(posted May 1, 10:30 am) — Nicaragua woke up shaking again this morning with a 4.7-magnitude earthquake at 7:35 am near Momotombo Volcano, north of Managua. The quake, which reportedly frightened people but didn’t cause any damage, was only 3.4 kilometers deep.
The quake was followed by five aftershocks in the following 40 minutes, ranging in magnitude from 1.4—3.1, according to the Nicaraguan Institute of Territorial Studies.
The continued earthquakes come hours after President Daniel Ortega announced that Nicaragua remains on highest alert for seismic activity, triggered by the earthquake on April 10.
“It doesn’t depend on us, it depends on the assessments that they make, that the scientists who are following these seismic events make,” Ortega said.

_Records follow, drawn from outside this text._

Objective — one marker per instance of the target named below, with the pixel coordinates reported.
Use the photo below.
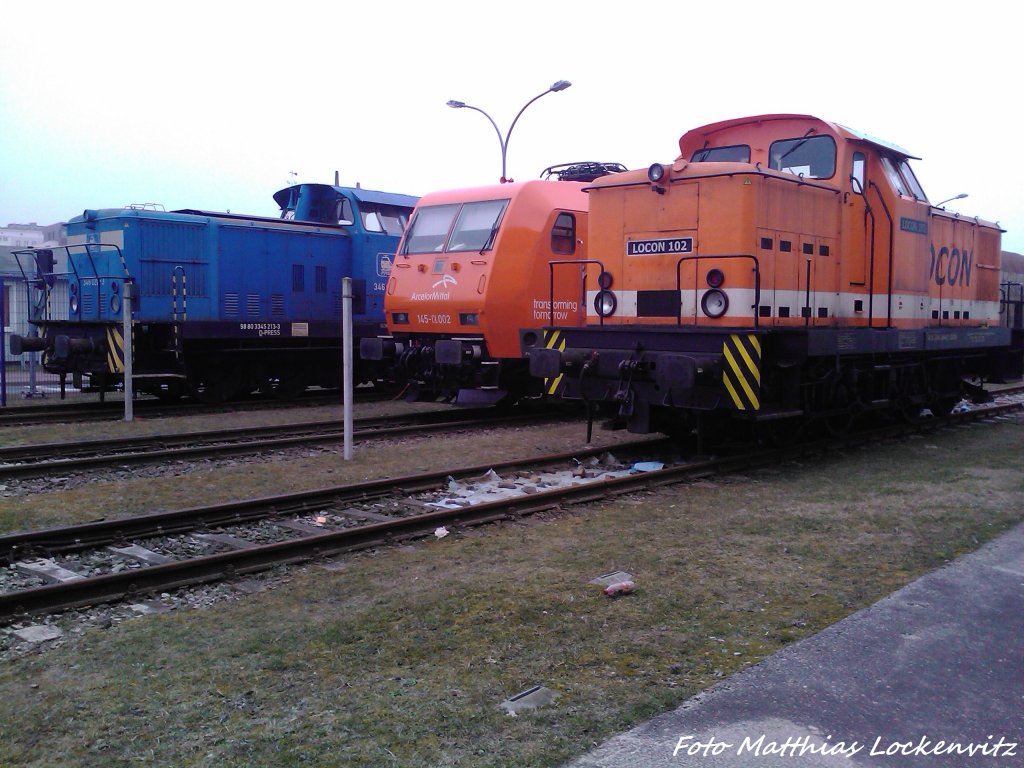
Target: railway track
(80, 413)
(195, 546)
(39, 460)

“It doesn’t depend on us, it depends on the assessments that they make,” Ortega said, repeating himself. “As long as they present assessments where there is risk of high intensity seismic events, we have to maintain the red alert. When they tell us that the probability has decreased, we will suspend the red alert and put it back to yellow.”
Ortega also mentioned that Nicaraguan scientists have long discussed the possibility of moving the capital away from Managua, where five major fault lines intersect, but said there is seismic risk everywhere in the country.